Como as suas irmãs Irmã Lúcia, Irmã Maria Agnese e Irmã Giovanna. “Há um mal-entendido. A clausura nasceu para realizar o ideal monástico do silêncio, do «deserto», da libertação do condicionamento. Mas o monasticismo não é uma fuga do mundo, apenas do mundo do poder, não é uma fuga do povo”. Assim, acrescenta, com surpreendente simplicidade, “as portas estão abertas e o coração ainda mais, para entrar numa relação mais íntima com o Senhor. Amá-lo mais é amar mais os homens”. Assim, há anos que o belo convento do século XVII está aberto ao exterior, a “casais em crise, pessoas em dificuldades, ou que só precisam de silêncio”.
São muitos espaços, um belo jardim cheio de flores. Uma bandeira da paz está pendurada numa das janelas. “Há quem critique, mas não fazemos política, só queremos paz”. Assim como as duas famílias anfitriãs. Tudo começou quando as irmãs conheceram o projecto Centro Astalli di Trento para acolher pessoas em ordens religiosas. E elas abriram as suas portas. “Acolher imigrantes é uma ideia que temos há muitos anos. Pessoas que sofreram tanto! Eles só querem trabalhar e viver em paz”. Assim como Serheij e Abraham. Encontramos o primeiro enquanto está a reparar a cerca de madeira do jardim.
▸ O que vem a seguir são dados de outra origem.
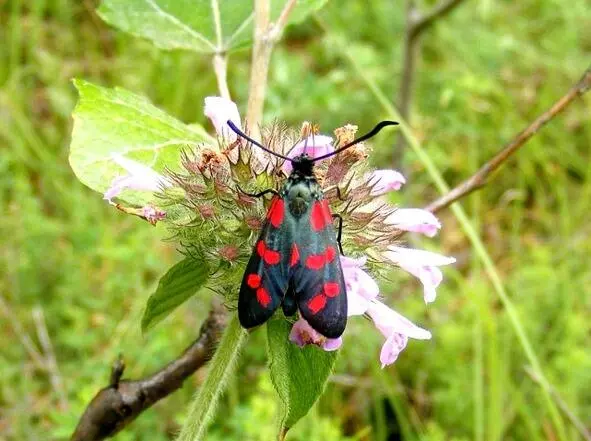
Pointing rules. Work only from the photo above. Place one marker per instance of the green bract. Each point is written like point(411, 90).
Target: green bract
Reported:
point(110, 122)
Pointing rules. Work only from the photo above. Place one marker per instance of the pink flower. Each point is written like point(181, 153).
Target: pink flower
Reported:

É engenheiro de minas. Vem de Pokrovsk, a área onde a guerra é mais dramática nos dias de hoje, e trabalhou no sector de mineração de carvão. Conta-nos sobre a guerra e a viagem, graças ao tradutor do smartphone que a Irmã Anna usa com a facilidade de uma jovem. Ele chegou a 14 de Abril com a sua esposa, dois diplomados em administração, três filhos de 12, 8 e 6 anos e dois gatos. Uma viagem um pouco de comboio e um pouco a pé. Rota dos Balcãs, até Trento. Em seguida, o encontro com o Centro Astalli e o acolhimento das monjas. “Saímos para não mostrarmos a guerra aos nossos filhos”. Mas eles ouviram as bombas e o mais novo ainda está chocado. Na Ucrânia, a mãe idosa e doente permaneceu, mas, como muitos idosos, não quer sair. “A nossa casa ainda não foi destruída, mas os mísseis chegam todos os dias”, diz Serheij.
Mas a casa não está vazia. “As pessoas de Lugansk vivem lá e perderam as suas casas. Já não têm casa, já não há cidade”. Palavras dramáticas, mas Serheij não é um refugiado. Assim que chegou, imediatamente começou a fazer trabalhos de manutenção para as freiras e é muito bom. Em breve começará a trabalhar numa empresa termohidráulica onde já existe um trabalhador ucraniano que será o seu intérprete. As crianças terminaram a escola ucraniana em Dad e agora estão matriculadas nas escolas municipais de Arco. Novos refugiados e velhos refugiados. Europa e África. Abraham vem da Nigéria e chegou há mais de seis anos num barco, resgatado por um navio de uma ONG. Líbia, Sicília, depois Nápoles e finalmente Trento.
A sua esposa Tina, de 28 anos, juntou-se a ele, enquanto o filho Isaac, de 9 anos, permaneceu na Nigéria. “A viagem era muito perigosa, não podia arriscar a vida dele”. Agora pediram a reunificação, mas “há muitos problemas” – comenta a Irmã Anna amargamente – “também para obterem uma autorização de residência. Tudo é mais difícil para elesE. Mas eles vivem a sua vida com esperança. Assim nasceu em Trentino um menino que agora tem 4 anos e uma menina que tem um. Crianças italianas. “Ainda não, ainda não podemos”. Abraham responde com um sorriso amargo, pois está ciente das dificuldades de obtenção da cidadania para os filhos de refugiados nascidos na Itália. No entanto, ele, que era jardineiro na Nigéria, trabalha aqui num local de construção e fala italiano muito bem. Enquanto as crianças vão para as escolas de Arco.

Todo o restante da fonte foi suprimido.